Now that I have decided the job should be reviewed, what do I do?
The employee and/or supervisor should complete the full version of the Request for Review (Form A).  Before beginning read the instructions and all of the questions carefully.  If there are questions about completing the form your Human Resources Administrator or someone from the Classification Unit can help you.

What should I do after I fill out the Request for Review?
Sign and date the form, submit the original to your supervisor to begin the department review of your request.  Department managers have 15 working days to review, comment, and forward an employee’s Request for Reclassification to the Department of Human Resources.  Any pay adjustment resulting from classification review, will be effective as of the first pay period following the date on which the Human Resources Department received the Request for Review.

I am an employee, so what happens if the department takes more than 15 working days to forward on my Request for Review?
As noted above, the effective date will be the beginning of the first pay period following the date on which the Classification Unit receives the Request for Review.  However, to ensure that the effective date of any reallocation (should there be one) is not delayed, you may file your Request for Review concurrently with your department and the Department of Human Resources.  Submit the original to your own department.  File a copy with the Department of Human Resources, including a cover memo noting that you have concurrently filed the original with your department.  If there is any change in the level of your position following an evaluation, the change will take effect on the beginning of the first pay period that follows the 15 working days allowed to managers to forward your request to the Department of Human Resources.

What happens next?
In some cases, the Request for Review cannot by itself convey the full nature of the work involved.  As such an analyst from the Classification Unit or the Classification Committee for the department/agency may perform an audit, or the employee and the supervisor might be invited to discuss the job duties during a regularly scheduled Committee meeting. It is particularly important for the analyst to understand the changes in duties or circumstances that prompted your request for a review. Based on the changes in duties, a new Willis rating will be applied to your position. You should understand that a change of duties may not necessarily warrant a change in classification, and could in some cases result in a downward reallocation.

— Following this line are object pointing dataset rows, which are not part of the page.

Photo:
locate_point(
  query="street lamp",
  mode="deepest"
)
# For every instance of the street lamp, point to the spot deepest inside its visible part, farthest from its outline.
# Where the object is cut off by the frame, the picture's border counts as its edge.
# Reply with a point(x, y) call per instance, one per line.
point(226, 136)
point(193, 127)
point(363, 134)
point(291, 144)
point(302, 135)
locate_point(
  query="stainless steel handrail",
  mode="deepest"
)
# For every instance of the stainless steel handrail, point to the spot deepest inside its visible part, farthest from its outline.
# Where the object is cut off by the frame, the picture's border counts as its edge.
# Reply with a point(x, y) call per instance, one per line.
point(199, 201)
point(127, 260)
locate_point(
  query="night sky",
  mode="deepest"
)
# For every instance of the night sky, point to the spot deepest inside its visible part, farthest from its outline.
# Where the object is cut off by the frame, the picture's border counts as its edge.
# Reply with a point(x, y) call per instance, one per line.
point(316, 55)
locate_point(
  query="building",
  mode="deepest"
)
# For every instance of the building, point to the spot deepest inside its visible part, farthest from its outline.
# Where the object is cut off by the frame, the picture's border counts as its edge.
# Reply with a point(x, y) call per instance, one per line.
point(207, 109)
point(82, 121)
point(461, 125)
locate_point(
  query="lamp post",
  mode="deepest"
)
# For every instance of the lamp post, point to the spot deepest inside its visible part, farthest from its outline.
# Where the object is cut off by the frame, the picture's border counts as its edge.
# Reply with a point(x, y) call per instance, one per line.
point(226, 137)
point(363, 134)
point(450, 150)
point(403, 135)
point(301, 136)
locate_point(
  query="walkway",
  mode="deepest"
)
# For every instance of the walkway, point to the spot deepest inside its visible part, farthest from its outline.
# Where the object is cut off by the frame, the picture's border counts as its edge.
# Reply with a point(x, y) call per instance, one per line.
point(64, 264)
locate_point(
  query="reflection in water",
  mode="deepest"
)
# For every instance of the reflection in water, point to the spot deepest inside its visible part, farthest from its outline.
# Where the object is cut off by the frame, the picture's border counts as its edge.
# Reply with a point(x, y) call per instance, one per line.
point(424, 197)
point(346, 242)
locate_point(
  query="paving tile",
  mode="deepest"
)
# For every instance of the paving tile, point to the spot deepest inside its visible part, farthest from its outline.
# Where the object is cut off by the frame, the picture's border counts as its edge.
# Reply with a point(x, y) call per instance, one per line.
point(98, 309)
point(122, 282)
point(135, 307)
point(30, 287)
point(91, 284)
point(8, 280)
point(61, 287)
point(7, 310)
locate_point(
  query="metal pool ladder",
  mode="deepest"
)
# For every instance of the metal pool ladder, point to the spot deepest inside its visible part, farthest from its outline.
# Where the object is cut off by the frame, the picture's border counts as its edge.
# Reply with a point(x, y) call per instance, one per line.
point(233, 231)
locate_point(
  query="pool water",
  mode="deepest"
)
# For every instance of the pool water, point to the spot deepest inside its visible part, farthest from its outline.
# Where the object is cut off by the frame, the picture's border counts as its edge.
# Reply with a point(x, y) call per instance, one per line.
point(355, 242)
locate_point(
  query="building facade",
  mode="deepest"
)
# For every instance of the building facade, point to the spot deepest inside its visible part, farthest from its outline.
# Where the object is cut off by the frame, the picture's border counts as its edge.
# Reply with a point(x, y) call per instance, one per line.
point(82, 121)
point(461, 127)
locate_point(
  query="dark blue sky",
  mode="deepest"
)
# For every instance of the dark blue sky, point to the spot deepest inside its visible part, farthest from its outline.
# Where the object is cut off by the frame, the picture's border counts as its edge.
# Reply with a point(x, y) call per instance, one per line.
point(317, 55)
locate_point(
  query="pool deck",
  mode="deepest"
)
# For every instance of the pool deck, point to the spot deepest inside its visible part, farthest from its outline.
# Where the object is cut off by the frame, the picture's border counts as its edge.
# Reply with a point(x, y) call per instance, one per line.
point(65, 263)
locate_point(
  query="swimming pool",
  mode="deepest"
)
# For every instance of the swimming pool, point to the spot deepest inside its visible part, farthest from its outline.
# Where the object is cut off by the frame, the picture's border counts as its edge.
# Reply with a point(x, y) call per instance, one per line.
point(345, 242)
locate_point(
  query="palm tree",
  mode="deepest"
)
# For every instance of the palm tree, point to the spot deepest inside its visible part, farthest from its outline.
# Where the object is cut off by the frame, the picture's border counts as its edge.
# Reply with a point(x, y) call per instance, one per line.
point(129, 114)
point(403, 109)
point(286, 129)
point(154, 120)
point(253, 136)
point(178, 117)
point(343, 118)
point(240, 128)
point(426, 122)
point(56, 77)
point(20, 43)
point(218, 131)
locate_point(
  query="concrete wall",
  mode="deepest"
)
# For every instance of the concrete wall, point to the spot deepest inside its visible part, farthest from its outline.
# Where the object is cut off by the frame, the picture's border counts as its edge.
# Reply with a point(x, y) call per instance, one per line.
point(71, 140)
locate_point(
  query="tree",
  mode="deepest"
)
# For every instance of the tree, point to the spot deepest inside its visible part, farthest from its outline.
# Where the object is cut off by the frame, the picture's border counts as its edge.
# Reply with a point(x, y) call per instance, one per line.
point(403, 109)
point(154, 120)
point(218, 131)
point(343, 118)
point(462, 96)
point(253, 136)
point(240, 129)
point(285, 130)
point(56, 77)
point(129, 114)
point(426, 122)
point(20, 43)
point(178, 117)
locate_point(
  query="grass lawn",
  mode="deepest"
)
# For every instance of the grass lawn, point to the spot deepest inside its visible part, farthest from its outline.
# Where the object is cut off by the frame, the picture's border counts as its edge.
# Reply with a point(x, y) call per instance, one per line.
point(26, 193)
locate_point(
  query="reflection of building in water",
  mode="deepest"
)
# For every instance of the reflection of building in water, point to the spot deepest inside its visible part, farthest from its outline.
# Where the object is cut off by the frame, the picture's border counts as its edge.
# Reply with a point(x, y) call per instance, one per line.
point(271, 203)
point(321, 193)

How will the decision be communicated?
The analyst first notifies the Human Resources Administrator, and then prepares a written notice for the employee which contains an explanation of the decision and the Willis Point rating.  For a single position review, the contractual response time for a decision is 60 days from the date of filing, for reviews involving multiple positions the response time is 90 days.

What can I do if I have questions about the decision?
Employees have the option to call the analyst or employees may request an informal meeting with the analyst or the Classification Committee to discuss the rating.  Employees must request such a meeting by contacting the analyst at the email or phone number indicated on the notice form, within ten working days of receiving notice of the decision.

As an employee, what are my appeal rights?
If your position was not reallocated upward at least one pay grade, or if it was reallocated downward, you may file a formal classification grievance.  The grievance must be filed within 15 days of receiving any decision that may result from the informal meeting.  You may also bypass the informal meeting step.  In that case, you have 30 days from receipt of the original decision to file a formal grievance.  And remember this process is only available to you if your position was not reallocated up at least one pay grade, or was downward reallocated).

Does management or the supervisor have a right to appeal a decision?
If management has questions or concerns about a decision they are encouraged to contact the HR Administrator or Classification Analyst to discuss, before the decision is finalized.